ANGE MLINKO
Arrivederci, Modernismo
The most extraordinary document came in the mail the other week. It was a reprint of art critic Carter Ratcliff's* poem "Arrivederci, Modernismo" by Libellum, Vincent Katz's press. It was first published in 1974 by Adventures in Poetry, and it comes to us now, 33 years later, with an introduction by Katz and an afterword by Ratcliff himself.

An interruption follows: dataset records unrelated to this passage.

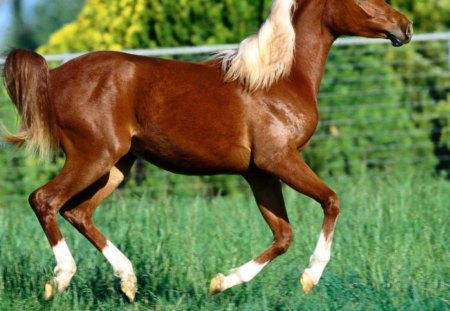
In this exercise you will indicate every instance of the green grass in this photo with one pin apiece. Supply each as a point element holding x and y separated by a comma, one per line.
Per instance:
<point>391,251</point>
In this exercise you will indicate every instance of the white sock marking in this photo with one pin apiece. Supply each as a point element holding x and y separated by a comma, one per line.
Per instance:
<point>65,265</point>
<point>319,259</point>
<point>120,263</point>
<point>243,274</point>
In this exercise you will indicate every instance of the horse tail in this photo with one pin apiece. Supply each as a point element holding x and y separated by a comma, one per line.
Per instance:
<point>27,80</point>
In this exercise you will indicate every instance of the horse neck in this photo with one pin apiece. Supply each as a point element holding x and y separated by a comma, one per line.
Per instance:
<point>313,43</point>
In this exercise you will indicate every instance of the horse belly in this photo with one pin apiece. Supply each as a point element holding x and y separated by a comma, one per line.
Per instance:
<point>192,154</point>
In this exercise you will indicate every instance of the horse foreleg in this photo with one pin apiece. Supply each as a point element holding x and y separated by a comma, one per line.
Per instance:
<point>268,195</point>
<point>80,216</point>
<point>293,170</point>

The poem bears none of the earmarks of a second-generation New York School poem ca. 1974, but it is unmistakably a product of the regime it claims to be saying goodbye to. "Arrivederci, Modernismo," the narrator keeps repeating, addressing this movement, this era, this regime as though it were a narcissistic lover:
"There were so many good-byes right from the very start that, strange as it is to meet you once again, Modernismo, it isn't strange to be saying, at long last, good-bye, adieu, arrivederci ... to you this time, Modernismo, dear."
It's a lot like revolution: the unintended consequence of deposing the old authority is that one undermines all authority, and ultimately one's own.**
"There were so many good-byes right from the start," and so inevitably there must be a good-bye to the good-byer. Or is there? Carter doth protest too much. The more he says good-bye the more deeply he becomes embroiled in the tentacles of Modernism:
"I loved the way you painted yourself into a corner without ever lifting a brush, and the way you made fun of yourself without ever ceasing to work, morning, noon, and night."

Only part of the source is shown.